Ismail Kadare
Broken April
A NOTE ON PRONUNCIATION
The Albanian alphabet is phonetic; it sometimes uses two letters to indicate a single sound. Some Albanian letters have sound values that do not coincide with those of English. Among them are the following letters, which occur in proper names in
ë
an unstressed vowel, like “a” in “a lot”
y
German “u” or the “u” of French “rendu, attendu,” etc.
c
“ts” as in “curtsy”
ç
“ch” as in “church”
dh
voiced “th” as in “there”
gj
“g” as in “gem”
j
“y” as in “yellow”
q
a sound approximating the shortened sound of “tu” as in “future”
CHAPTER I
His feet were cold, and each time he moved his numbed legs a little he heard the desolate grating of pebbles under his shoes. But the sense of desolation was really inside him. Never before had he stayed motionless for so long, lying in wait behind a ridge that overlooked the highway.
Daylight was fading. Fearful or simply troubled, he brought the rifle’s stock to his cheek. Soon it would be dusk, and he would not be able to see the sights of the weapon in the fading light. “He’s sure to come by before it’s too dark to take aim,” his father had said. “Just be patient and wait. ”
Slowly the gun barrel swept over some patches of the half-thawed snow towards the wild pomegranates scattered through the brush-covered space on both sides of the road. For perhaps the hundredth time he thought that this was a fateful day in his life. Then the gun barrel swung back again to where it had been. What in his mind he had called a fateful day was no more than those patches of snow and those wild pomegranates that seemed to have been waiting since midday to see what he would do.
He thought, soon night will fall and it will be too dark to shoot. He wished that dusk would come swiftly, that night would race on after it, so that he could run away from this accursed ambush. It was the second time in his life that he had lain in wait to take revenge, but the man he must kill was the same one, so that this ambush was really an extension of the other.
He became aware again of his icy feet, and he moved his legs as if to keep the cold from rising in his body, but it had long since reached his belly, his chest and even his head. He had the feeling that bits of his brain had frozen, like those patches of snow along the sides of the road.

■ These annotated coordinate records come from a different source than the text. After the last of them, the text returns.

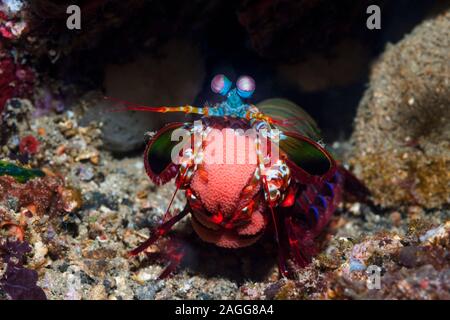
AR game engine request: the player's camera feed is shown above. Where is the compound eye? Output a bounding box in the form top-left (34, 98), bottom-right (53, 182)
top-left (211, 74), bottom-right (231, 96)
top-left (236, 76), bottom-right (256, 98)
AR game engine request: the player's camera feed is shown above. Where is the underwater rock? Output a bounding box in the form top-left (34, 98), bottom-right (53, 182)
top-left (351, 9), bottom-right (450, 208)
top-left (0, 56), bottom-right (35, 119)
top-left (82, 40), bottom-right (205, 153)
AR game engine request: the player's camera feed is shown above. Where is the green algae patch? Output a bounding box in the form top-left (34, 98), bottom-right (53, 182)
top-left (0, 160), bottom-right (45, 183)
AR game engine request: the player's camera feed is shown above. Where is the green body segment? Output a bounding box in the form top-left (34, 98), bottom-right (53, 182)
top-left (0, 160), bottom-right (45, 183)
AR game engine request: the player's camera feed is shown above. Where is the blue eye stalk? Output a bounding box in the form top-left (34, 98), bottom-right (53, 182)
top-left (210, 74), bottom-right (256, 117)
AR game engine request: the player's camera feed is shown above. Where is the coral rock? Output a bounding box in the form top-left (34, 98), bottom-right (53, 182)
top-left (353, 9), bottom-right (450, 208)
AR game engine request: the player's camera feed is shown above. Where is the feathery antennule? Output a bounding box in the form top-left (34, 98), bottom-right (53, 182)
top-left (105, 97), bottom-right (209, 115)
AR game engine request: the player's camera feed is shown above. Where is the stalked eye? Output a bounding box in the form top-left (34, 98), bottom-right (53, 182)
top-left (211, 74), bottom-right (231, 96)
top-left (236, 76), bottom-right (256, 98)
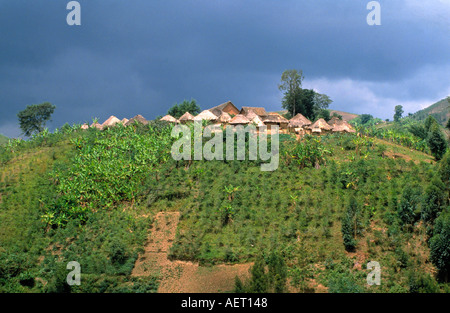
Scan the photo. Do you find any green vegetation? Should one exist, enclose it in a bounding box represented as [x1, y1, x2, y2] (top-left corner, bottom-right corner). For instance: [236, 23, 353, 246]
[410, 97, 450, 126]
[17, 102, 56, 137]
[278, 69, 333, 120]
[394, 105, 405, 122]
[0, 134, 9, 145]
[0, 117, 450, 292]
[167, 99, 200, 118]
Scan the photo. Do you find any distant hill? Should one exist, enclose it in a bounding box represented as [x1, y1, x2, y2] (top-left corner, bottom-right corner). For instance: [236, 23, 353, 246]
[330, 110, 358, 122]
[0, 134, 9, 145]
[411, 98, 450, 126]
[275, 110, 358, 122]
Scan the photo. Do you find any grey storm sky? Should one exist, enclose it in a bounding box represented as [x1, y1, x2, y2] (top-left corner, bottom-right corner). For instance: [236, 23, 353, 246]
[0, 0, 450, 137]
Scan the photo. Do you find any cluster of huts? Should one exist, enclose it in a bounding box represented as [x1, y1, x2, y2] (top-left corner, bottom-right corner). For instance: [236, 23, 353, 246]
[161, 101, 355, 135]
[82, 101, 355, 135]
[81, 114, 148, 130]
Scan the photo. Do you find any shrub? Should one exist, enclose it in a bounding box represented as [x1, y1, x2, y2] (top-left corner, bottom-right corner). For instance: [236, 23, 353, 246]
[397, 184, 422, 225]
[430, 212, 450, 281]
[341, 196, 359, 251]
[421, 176, 446, 223]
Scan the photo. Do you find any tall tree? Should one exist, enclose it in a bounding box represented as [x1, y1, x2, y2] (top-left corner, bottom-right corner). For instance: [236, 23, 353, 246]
[167, 99, 200, 118]
[17, 102, 56, 137]
[278, 70, 304, 116]
[394, 105, 404, 122]
[430, 212, 450, 282]
[427, 123, 447, 161]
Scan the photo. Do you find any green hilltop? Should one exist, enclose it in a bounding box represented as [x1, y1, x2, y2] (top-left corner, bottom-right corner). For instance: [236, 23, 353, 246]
[0, 121, 450, 293]
[0, 134, 9, 145]
[411, 97, 450, 126]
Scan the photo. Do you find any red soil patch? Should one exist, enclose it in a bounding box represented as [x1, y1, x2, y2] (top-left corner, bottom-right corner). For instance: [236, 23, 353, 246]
[132, 212, 252, 293]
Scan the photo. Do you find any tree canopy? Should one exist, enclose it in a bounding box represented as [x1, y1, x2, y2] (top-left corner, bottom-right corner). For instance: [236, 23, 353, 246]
[394, 105, 404, 122]
[278, 70, 333, 120]
[17, 102, 56, 137]
[167, 99, 200, 118]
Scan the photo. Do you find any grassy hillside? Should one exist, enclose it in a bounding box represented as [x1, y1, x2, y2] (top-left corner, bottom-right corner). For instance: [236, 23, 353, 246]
[411, 98, 450, 126]
[330, 110, 358, 122]
[0, 134, 9, 145]
[0, 123, 449, 292]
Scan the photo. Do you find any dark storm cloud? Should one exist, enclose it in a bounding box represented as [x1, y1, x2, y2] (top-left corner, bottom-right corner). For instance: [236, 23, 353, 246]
[0, 0, 450, 136]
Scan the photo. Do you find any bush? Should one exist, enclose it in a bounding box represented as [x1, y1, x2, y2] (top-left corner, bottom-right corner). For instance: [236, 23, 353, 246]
[430, 211, 450, 281]
[341, 196, 359, 251]
[397, 184, 422, 225]
[328, 272, 364, 293]
[408, 271, 440, 293]
[422, 176, 446, 223]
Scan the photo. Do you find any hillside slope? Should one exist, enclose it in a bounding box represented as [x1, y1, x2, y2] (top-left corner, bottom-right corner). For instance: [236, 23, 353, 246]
[0, 124, 448, 293]
[412, 98, 450, 126]
[0, 134, 9, 145]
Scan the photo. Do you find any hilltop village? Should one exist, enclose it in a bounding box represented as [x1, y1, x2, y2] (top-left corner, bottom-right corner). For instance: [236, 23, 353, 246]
[82, 101, 355, 135]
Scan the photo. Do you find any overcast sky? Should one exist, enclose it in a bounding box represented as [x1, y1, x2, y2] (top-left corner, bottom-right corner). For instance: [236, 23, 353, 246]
[0, 0, 450, 137]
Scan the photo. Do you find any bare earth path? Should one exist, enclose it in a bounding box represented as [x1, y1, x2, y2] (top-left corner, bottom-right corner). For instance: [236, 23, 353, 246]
[132, 212, 252, 293]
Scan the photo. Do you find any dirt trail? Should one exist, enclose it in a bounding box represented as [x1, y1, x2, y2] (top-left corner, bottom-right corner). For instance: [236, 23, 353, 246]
[132, 212, 252, 293]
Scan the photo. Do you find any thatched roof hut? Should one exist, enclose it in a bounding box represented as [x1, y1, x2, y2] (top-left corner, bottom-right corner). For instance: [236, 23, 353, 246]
[125, 114, 148, 126]
[306, 118, 333, 133]
[239, 107, 268, 119]
[178, 112, 194, 123]
[102, 115, 120, 128]
[228, 114, 250, 125]
[288, 113, 312, 128]
[247, 115, 264, 127]
[330, 119, 356, 133]
[89, 122, 103, 130]
[194, 110, 217, 121]
[216, 112, 231, 124]
[262, 113, 289, 129]
[209, 101, 239, 117]
[160, 114, 180, 124]
[244, 110, 258, 120]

He felt that he could not shape a clear thought. He had only a vague animosity for the wild pomegranates and the patches of snow, and sometimes he told himself that were it not for them, he would have given up his vigil long ago. But there they were, motionless witnesses that had kept him from going away.
At the bend in the road, for perhaps the twentieth time that day, he thought he saw the man he had been waiting for. The man came on with short steps; the black barrel of his rifle rose above his right shoulder. The watcher started. This time it was no hallucination. It really was the man he was waiting for.